Watson
CHARLIE me confesó que en ese punto, los acontecimientos comenzaron a sucederse a tal velocidad que apenas supo cómo reaccionar. De hecho, sólo logró ordenar en su cabeza lo que había sucedido mucho después.
Era evidente que no había visto venir a Sivane, pues el doctor había aprovechado el despiste del jorobado —que estaba lamentándose, discutiendo, presumiendo y amenazando a Charlie— para deslizarse por el otro lado de su omnimóvil y encaramarse sobre el techo.
La cabeza de Gograh desapareció dentro del vehículo y el viejo chivo calvo, que tenía la ropa hecha jirones, lanzó uno de sus graznidos en tres tiempos —“¡Heh! ¡Heh! ¡Heh!”— y saltó por la escotilla al interior de aquella fortaleza rodante.

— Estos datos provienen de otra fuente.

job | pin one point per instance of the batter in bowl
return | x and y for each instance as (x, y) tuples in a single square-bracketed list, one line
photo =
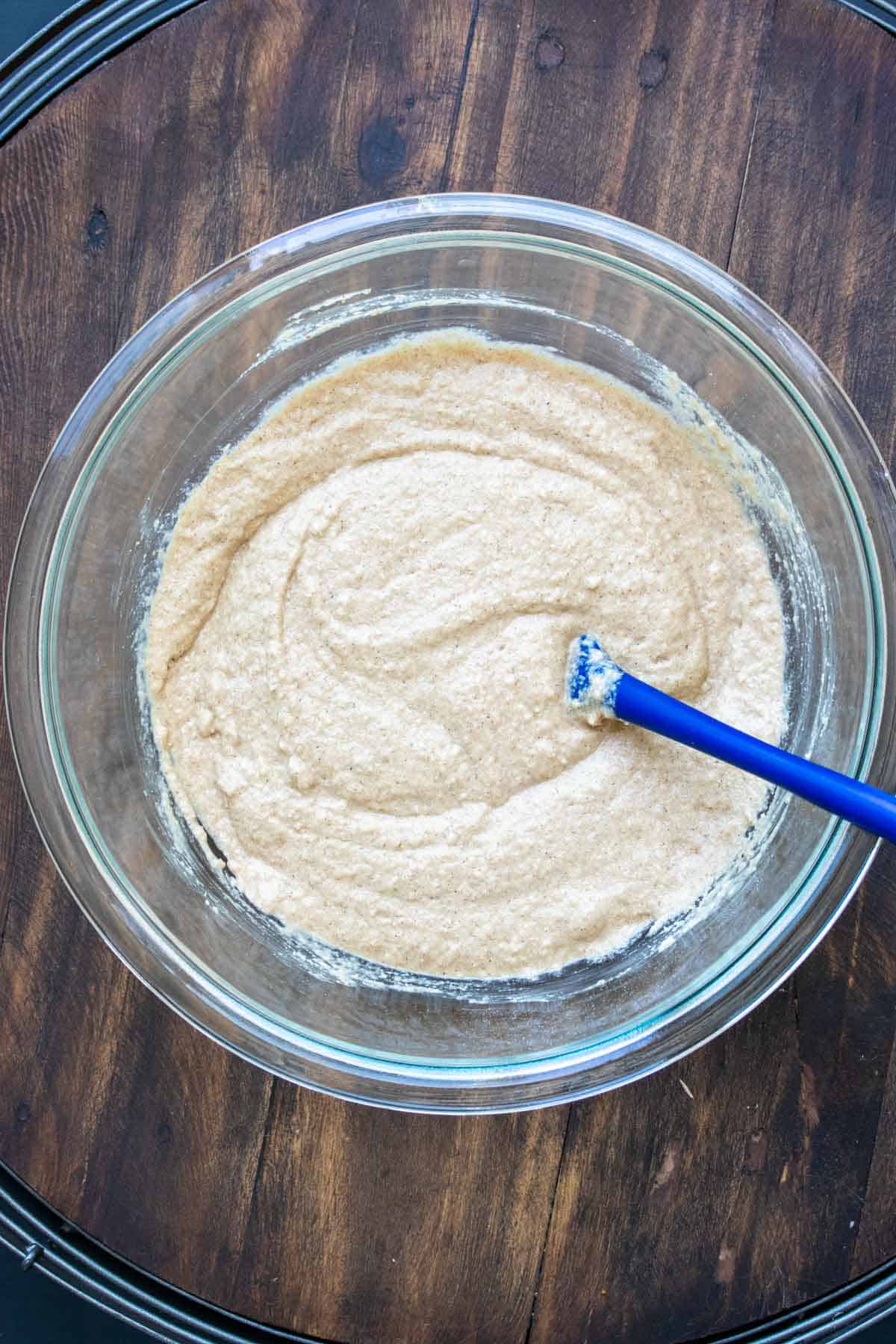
[(356, 659)]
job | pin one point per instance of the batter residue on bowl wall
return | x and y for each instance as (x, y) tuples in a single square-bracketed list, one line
[(356, 655)]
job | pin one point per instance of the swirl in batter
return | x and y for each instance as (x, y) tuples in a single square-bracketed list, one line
[(358, 643)]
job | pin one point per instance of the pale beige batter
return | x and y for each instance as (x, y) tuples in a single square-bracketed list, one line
[(356, 656)]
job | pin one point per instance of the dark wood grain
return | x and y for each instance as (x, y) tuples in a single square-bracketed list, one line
[(753, 1196), (640, 109), (758, 1172)]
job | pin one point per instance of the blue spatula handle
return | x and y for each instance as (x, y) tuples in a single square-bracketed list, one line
[(865, 806)]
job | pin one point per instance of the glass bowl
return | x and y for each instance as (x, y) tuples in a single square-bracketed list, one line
[(191, 382)]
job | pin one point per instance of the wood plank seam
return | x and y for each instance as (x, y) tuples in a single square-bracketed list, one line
[(455, 112), (547, 1228)]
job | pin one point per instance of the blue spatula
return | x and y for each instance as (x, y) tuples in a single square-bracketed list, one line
[(597, 687)]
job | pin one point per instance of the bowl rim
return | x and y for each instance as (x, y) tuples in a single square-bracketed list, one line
[(556, 1075)]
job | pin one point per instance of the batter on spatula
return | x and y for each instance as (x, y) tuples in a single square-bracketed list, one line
[(356, 658)]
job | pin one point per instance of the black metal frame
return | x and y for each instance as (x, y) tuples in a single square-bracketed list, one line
[(78, 40), (93, 30)]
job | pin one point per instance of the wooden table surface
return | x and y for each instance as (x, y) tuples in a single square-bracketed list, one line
[(763, 136)]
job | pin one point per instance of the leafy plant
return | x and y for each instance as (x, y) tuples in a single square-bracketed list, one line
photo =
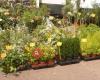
[(70, 48), (13, 60)]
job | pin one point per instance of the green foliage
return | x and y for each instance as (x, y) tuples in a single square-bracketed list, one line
[(68, 7), (13, 60), (70, 48), (84, 31)]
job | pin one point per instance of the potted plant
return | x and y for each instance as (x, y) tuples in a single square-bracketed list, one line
[(70, 51)]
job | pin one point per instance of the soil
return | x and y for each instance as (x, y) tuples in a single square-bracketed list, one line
[(82, 71)]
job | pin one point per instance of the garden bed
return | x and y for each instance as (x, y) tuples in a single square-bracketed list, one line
[(43, 65), (70, 61), (90, 58)]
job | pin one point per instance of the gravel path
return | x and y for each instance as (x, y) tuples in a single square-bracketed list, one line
[(82, 71)]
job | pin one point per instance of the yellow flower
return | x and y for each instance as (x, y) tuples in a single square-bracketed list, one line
[(9, 47), (3, 55), (51, 17), (92, 15), (84, 40), (59, 44), (32, 44)]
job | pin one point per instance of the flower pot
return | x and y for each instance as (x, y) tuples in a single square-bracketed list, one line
[(51, 63), (42, 64)]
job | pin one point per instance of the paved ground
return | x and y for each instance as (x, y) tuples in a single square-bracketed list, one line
[(82, 71)]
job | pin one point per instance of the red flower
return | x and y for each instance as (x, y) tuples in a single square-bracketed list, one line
[(37, 53)]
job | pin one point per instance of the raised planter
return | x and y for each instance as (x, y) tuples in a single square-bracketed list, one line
[(43, 65), (69, 61), (89, 58)]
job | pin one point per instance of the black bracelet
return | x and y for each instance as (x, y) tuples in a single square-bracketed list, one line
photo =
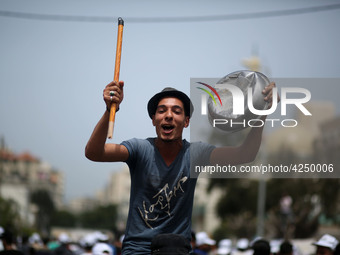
[(108, 109)]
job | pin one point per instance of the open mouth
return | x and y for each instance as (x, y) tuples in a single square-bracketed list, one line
[(168, 128)]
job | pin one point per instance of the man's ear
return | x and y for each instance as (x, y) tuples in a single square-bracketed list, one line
[(187, 121), (153, 120)]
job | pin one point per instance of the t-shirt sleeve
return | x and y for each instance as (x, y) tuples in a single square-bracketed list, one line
[(200, 153)]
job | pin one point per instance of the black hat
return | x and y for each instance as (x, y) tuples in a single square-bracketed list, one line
[(170, 92), (170, 244)]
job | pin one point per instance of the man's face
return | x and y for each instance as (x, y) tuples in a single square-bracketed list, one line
[(170, 119), (323, 251)]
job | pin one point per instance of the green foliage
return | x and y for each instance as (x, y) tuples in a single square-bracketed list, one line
[(9, 213)]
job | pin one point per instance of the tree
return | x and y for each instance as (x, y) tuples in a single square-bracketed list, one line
[(42, 199), (9, 213)]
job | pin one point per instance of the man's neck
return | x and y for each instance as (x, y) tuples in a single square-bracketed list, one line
[(169, 149)]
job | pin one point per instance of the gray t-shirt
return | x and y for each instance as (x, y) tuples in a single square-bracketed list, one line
[(161, 196)]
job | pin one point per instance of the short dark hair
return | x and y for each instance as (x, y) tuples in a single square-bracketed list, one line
[(286, 248), (170, 92)]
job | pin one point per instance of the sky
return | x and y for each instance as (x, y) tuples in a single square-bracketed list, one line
[(55, 64)]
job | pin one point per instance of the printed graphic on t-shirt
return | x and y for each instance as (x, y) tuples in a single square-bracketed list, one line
[(162, 202)]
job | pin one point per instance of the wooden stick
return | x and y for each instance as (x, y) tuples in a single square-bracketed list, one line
[(116, 75)]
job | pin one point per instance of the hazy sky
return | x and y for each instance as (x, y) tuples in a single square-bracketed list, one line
[(53, 71)]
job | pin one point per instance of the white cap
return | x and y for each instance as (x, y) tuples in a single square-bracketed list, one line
[(275, 245), (242, 244), (64, 238), (34, 238), (327, 241), (203, 238), (88, 240), (102, 249), (224, 247), (100, 236)]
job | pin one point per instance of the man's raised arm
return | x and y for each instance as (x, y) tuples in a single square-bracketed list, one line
[(97, 149)]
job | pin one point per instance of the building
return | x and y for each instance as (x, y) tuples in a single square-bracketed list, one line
[(23, 174)]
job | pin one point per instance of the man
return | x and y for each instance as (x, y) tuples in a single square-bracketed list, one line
[(162, 191), (9, 244)]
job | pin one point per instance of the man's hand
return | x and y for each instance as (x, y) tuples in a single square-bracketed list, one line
[(118, 94)]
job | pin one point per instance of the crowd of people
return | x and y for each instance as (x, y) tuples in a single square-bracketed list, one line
[(204, 245), (98, 243)]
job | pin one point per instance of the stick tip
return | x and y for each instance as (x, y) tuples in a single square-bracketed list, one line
[(120, 21)]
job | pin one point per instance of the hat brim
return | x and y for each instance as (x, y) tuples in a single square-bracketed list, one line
[(153, 102)]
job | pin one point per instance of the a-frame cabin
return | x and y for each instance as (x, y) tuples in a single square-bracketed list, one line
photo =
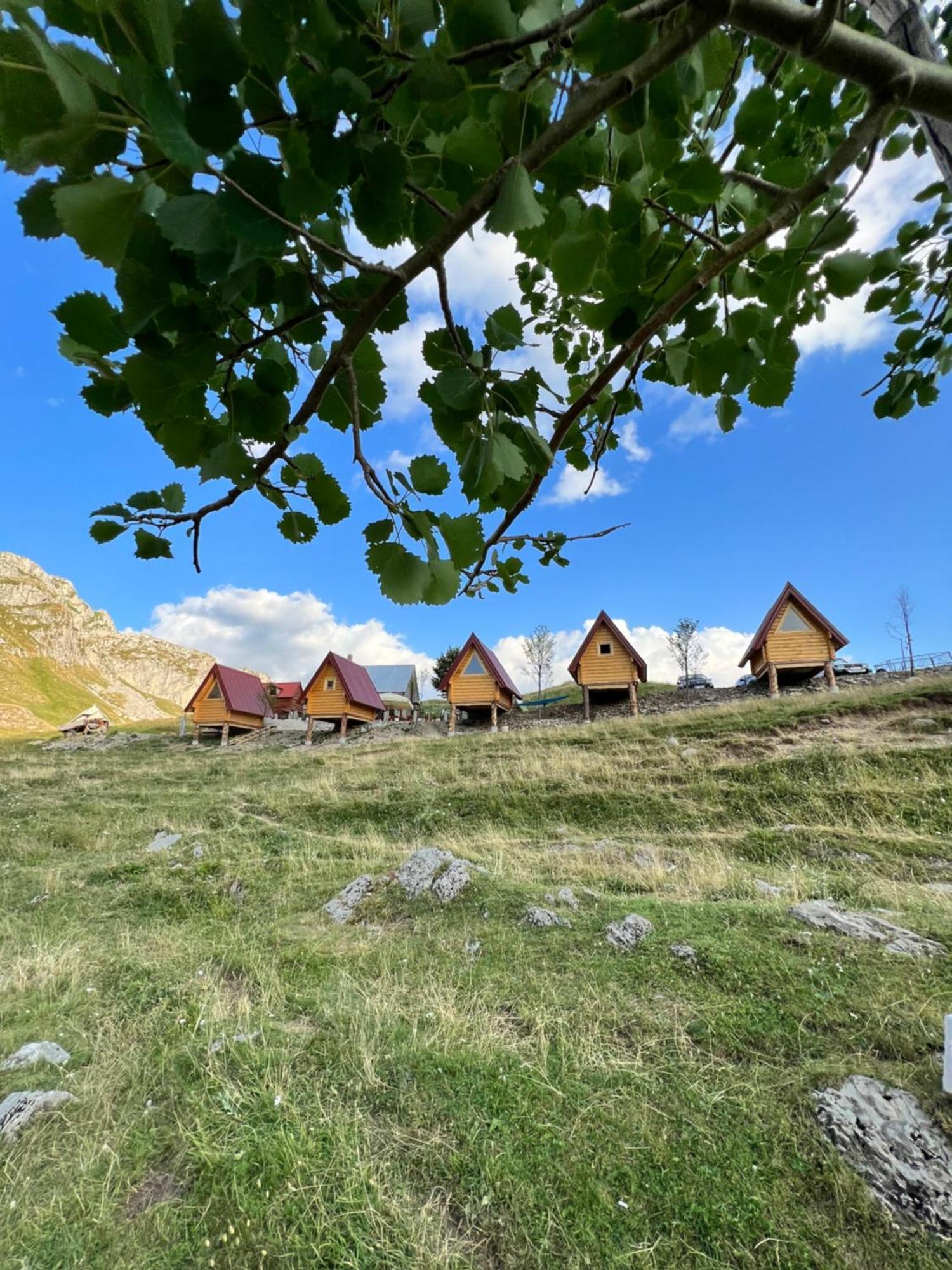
[(794, 642), (607, 665), (228, 699), (341, 692), (478, 683)]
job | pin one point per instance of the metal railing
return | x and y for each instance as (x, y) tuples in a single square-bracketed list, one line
[(921, 662)]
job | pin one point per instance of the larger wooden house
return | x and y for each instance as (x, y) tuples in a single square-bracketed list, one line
[(478, 684), (341, 692), (794, 642), (228, 699), (607, 665)]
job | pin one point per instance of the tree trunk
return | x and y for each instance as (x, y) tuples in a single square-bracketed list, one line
[(904, 25)]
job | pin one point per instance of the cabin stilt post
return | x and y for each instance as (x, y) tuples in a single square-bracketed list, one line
[(772, 680)]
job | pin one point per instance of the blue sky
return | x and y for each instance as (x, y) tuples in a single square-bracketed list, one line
[(846, 506)]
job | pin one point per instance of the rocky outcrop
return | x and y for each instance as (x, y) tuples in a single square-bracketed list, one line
[(45, 627)]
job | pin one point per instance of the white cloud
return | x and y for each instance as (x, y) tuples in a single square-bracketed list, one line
[(724, 651), (282, 636), (573, 487)]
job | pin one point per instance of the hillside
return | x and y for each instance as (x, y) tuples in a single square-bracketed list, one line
[(59, 656), (442, 1085)]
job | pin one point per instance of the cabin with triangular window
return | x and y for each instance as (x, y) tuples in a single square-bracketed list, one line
[(341, 693), (793, 643), (607, 666), (225, 700), (478, 683)]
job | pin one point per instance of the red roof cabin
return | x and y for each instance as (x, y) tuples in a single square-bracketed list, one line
[(341, 692), (609, 666), (478, 683), (228, 699), (794, 642), (285, 698)]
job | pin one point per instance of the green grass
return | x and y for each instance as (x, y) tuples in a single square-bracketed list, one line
[(407, 1107)]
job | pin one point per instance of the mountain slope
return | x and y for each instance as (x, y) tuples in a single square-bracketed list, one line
[(59, 656)]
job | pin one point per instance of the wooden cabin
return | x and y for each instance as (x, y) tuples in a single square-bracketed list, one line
[(794, 642), (478, 683), (228, 699), (341, 692), (607, 665), (399, 690), (285, 698)]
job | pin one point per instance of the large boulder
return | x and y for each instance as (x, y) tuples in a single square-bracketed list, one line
[(902, 1155)]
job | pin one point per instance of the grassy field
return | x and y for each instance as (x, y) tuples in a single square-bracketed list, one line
[(554, 1102)]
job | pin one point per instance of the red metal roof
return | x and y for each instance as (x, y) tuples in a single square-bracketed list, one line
[(489, 660), (790, 592), (605, 620), (243, 692), (359, 686)]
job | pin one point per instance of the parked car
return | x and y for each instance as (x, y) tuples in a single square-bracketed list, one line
[(695, 681)]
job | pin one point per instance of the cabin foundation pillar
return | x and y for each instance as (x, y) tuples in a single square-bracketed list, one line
[(772, 683), (634, 699)]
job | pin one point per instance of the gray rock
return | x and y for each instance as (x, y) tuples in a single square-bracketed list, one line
[(453, 882), (163, 841), (18, 1109), (342, 909), (865, 926), (901, 1154), (417, 873), (629, 933), (767, 888), (36, 1052), (545, 918)]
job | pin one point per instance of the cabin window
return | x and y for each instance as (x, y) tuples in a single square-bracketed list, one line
[(793, 622)]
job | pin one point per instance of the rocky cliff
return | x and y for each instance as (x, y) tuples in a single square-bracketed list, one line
[(59, 656)]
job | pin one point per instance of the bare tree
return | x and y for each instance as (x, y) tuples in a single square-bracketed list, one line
[(902, 629), (686, 648), (539, 651)]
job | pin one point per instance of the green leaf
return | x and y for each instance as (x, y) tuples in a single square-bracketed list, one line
[(92, 321), (298, 528), (403, 577), (847, 272), (150, 547), (173, 497), (728, 412), (516, 208), (98, 215), (105, 531), (428, 474)]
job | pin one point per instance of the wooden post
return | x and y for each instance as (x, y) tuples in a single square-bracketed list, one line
[(634, 698)]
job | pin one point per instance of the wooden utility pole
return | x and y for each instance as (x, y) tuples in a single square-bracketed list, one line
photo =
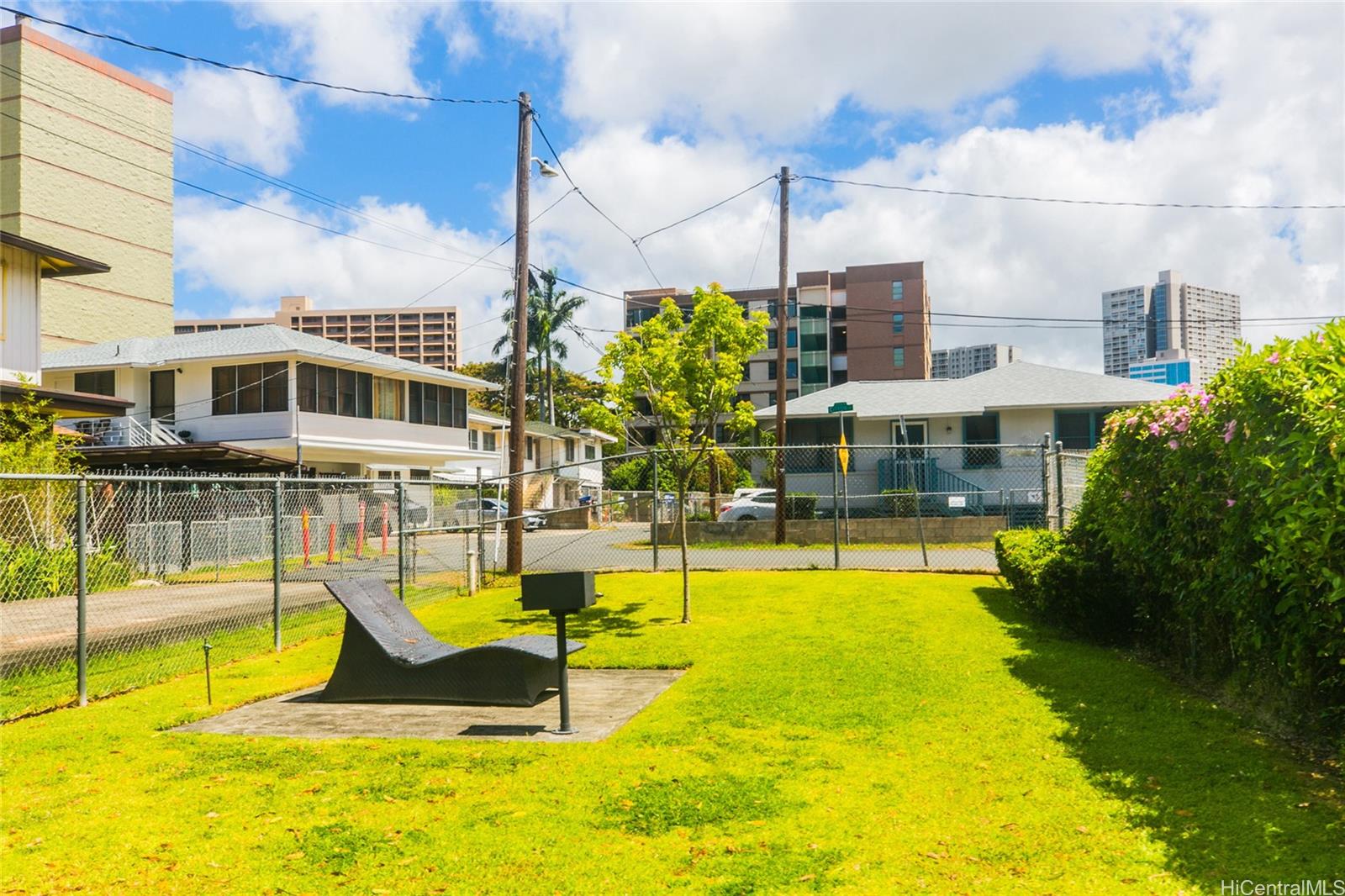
[(518, 408), (782, 338)]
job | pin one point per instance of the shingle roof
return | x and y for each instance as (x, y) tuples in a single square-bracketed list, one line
[(1017, 385), (268, 340)]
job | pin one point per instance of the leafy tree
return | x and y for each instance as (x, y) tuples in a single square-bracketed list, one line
[(688, 369), (551, 313)]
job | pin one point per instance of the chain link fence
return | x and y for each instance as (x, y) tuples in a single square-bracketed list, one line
[(114, 582)]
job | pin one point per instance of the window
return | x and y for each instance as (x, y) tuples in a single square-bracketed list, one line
[(98, 382), (981, 430), (224, 390)]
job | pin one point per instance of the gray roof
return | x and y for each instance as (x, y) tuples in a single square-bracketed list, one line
[(232, 345), (1017, 385)]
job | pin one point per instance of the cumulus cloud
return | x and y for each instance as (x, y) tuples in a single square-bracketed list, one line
[(249, 119), (367, 45)]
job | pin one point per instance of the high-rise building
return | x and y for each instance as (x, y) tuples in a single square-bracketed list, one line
[(1140, 322), (867, 322), (963, 361), (87, 166), (424, 335)]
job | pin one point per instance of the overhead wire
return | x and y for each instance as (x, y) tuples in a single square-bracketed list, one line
[(262, 73)]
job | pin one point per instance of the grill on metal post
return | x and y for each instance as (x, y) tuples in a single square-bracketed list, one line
[(562, 593)]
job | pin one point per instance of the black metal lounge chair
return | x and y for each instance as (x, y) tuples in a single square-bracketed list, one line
[(387, 656)]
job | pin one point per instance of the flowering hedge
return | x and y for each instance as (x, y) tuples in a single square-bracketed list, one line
[(1223, 512)]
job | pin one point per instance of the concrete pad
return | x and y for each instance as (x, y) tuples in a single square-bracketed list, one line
[(602, 701)]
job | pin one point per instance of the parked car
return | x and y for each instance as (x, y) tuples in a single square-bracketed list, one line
[(757, 505), (466, 513)]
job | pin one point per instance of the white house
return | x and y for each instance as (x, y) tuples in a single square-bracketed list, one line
[(24, 266), (224, 400), (562, 465), (973, 436)]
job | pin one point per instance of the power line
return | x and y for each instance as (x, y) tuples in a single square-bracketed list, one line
[(251, 71), (1060, 201), (219, 158)]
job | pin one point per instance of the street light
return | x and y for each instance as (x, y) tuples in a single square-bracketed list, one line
[(545, 168)]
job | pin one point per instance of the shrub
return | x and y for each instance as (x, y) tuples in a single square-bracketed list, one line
[(29, 571), (1221, 512)]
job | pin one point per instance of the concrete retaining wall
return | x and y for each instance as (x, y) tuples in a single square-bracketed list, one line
[(939, 530)]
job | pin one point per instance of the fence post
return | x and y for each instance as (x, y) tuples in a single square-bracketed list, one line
[(81, 589), (836, 506), (654, 512), (277, 560), (1060, 488), (401, 540), (1046, 482)]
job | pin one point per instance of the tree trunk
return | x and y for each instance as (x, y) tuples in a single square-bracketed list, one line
[(681, 525)]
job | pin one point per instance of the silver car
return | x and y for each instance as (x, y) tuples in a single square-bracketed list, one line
[(757, 503)]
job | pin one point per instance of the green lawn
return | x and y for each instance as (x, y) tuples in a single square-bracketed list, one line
[(864, 732)]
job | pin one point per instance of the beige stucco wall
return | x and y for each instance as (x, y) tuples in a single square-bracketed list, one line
[(89, 171)]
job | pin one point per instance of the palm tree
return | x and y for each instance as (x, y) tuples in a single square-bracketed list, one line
[(551, 313)]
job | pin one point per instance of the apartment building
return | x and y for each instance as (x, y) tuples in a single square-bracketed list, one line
[(87, 166), (965, 361), (1172, 315), (867, 322), (421, 335)]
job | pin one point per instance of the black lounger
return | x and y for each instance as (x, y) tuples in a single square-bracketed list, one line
[(387, 656)]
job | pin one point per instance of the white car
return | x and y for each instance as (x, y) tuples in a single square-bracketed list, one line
[(757, 503)]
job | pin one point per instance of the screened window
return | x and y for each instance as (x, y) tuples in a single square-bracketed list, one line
[(981, 436), (98, 382)]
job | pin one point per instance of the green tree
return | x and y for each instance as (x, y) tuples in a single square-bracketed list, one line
[(689, 372)]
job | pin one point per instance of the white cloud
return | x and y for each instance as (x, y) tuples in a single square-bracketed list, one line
[(775, 69), (246, 118), (365, 45)]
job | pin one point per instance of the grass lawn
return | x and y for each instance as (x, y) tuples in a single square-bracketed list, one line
[(853, 730)]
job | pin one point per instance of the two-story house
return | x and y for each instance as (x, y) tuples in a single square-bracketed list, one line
[(224, 400)]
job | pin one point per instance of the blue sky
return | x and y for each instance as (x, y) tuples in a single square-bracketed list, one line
[(659, 111)]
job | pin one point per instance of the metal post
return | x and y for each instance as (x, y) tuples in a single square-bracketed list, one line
[(82, 589), (401, 540), (836, 505), (518, 417), (1060, 488), (277, 561), (654, 512), (562, 667), (782, 365), (1046, 483)]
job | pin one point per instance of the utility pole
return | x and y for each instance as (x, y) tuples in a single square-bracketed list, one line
[(517, 417), (782, 336)]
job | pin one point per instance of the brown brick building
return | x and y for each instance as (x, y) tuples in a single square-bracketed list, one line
[(867, 322)]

“Bien”, pensó Charlie de forma automática, pues aunque no sabía si la situación mejoraba o empeoraba, al menos sí que había cambiado. Marlow se disponía a trepar por una de las planchas laterales del omnimóvil para unirse a la fiesta que sin duda había comenzado en las entrañas del cacharro —se escuchaban los “¡aaaaayeeeee!” del jorobado junto a las siniestras risotadas del doctor Sivane, que de vez en vez exclamaba “¡vaca sagrada!”— cuando escuchó el disparo a sus espaldas.
Volvió la cabeza esperando ver a Hadoque en el suelo, mortalmente herido, pero en su lugar se encontró con una escena sutilmente distinta:
Hadoque, en efecto, estaba tendido. Se había agachado justo a tiempo, antes de que la rata gigante de Sumatra se abalanzara sobre Black Michael, que había disparado el Lee-Enfield contra el monstruo y no contra el joven belga.
Ahora la rata estaba mordiendo al gigante irlandés en el cuello y Hadoque se arrastraba en dirección al fusil que había salido volando y había caído junto a la hoguera. Los marinos enfermos del Matilda Briggs, envueltos en mantas, ni se inmutaron. Charlie pensó que quizá estaban muertos. Y también pensó que ahora tenían un rifle cargado. Quizá pudieran reducir a Sivane y a Gograh o sencillamente acribillarlos a tiros. Quizá pudieran huir en ese mismo instante y dejar la isla de la Niebla para siempre. Quizá…
La rata estaba sobre el cuerpo de Black Michael y se dio media vuelta para mostrarle las fauces abiertas a Hadoque, que se encontraba muy cerca del Lee-Enfield. El belga empezó a decir algún dislate —Charlie creyó oír que llamaba bachibuzuk a la rata— y Charlie corro hacia la hoguera.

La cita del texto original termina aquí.